The first, Nimby, has just had bridges put in by a group of skilled riders, and is now ready for use.

Protter likens Nimby to Whistler’s well-known and challenging Comfortably Numb trail. It begins at Happy Trail and climbs up through a series of double-black-diamond switchbacks to the Paragliding Launch. The loop takes 3.5 to 4 hours to complete on a bike. It was created to begin shifting the centre of trail-riding gravity in the area away from Mosquito Lake, said Protter.

The second loop trail, the Chain Link, won’t be completed until at least the end of the summer.

The trail begins north of Pemberton, at Mount Currie, following the Owl Creek drainage along the Chain Links, and finishes near the Birkenhead-D’Arcy area. Riders will then return to Mount Currie on the highway.

“It’s a beautiful traverse through the mountains, (past) some beautiful lakes. It’s going to be an epic cross-country loop,” said Protter.

Although much of the trail is in existence now, PVTA members need to clean and link a series of old hunting and animal trails together before they can declare the full trail usable. To help with the debrushing, Protter has enlisted the help of a well-known trail designer. He expects Chain Link to be available by the end of August.

The third trail, PHD, is to be shared with Whistler, and climbs into the alpine. This summer, PVTA is hoping to improve the lower sections of the trail and prepare for an eventual link to the alpine section. The future vision is to have the trail connect all the way to the Soo Valley, said Protter.

While the success of the effort to build the Skills Park and excursion trails puts a smile on both Protter’s and Downing’s faces, it does little to ease the sting of the project they passionately want to see come to fruition, that of the Valley Loop Trail.

On standby yet again because of land-use challenges, primarily with the Agricultural Land Commission (ALC), the Valley Loop Trail is the one project that holds the potential of connecting the Pemberton Valley.

Last month, with the support of the SLRD, the PVTA built a dog-proof fence around one of the two farms whose owners feel the Valley Loop Trail will be disruptive to their cattle operations.

“I think most of us thought that we were going to be able to put an end to the conflict and just enjoy that trail,” said Downing.

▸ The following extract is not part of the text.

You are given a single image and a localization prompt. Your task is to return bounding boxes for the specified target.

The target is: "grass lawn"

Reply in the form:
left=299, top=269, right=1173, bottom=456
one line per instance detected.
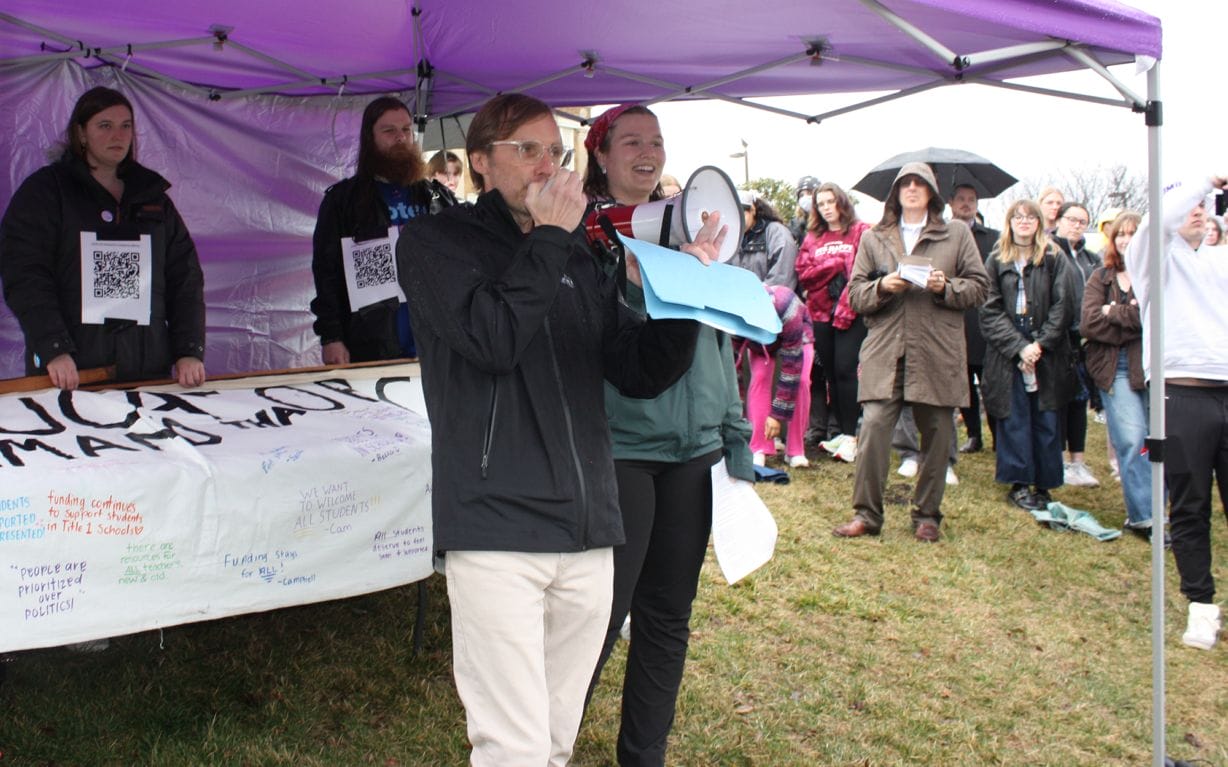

Unfortunately, said Downing, the ALC has now “upped the ante” and given the PVTA a new list of complicated requirements to meet.

Both Downing and Protter are frustrated with the obstruction they have received from the ALC.

“The SLRD would really like to see this resolved,” Downing said. “I think after many years of disputing, everyone wants to see this resolved.”

While Downing believes that the Valley Loop Trail will happen at some point in the future, Protter is ready to take the bull by the horns.

“The PVTA intends to take on these issues and address them. They’re not giving up,” he said.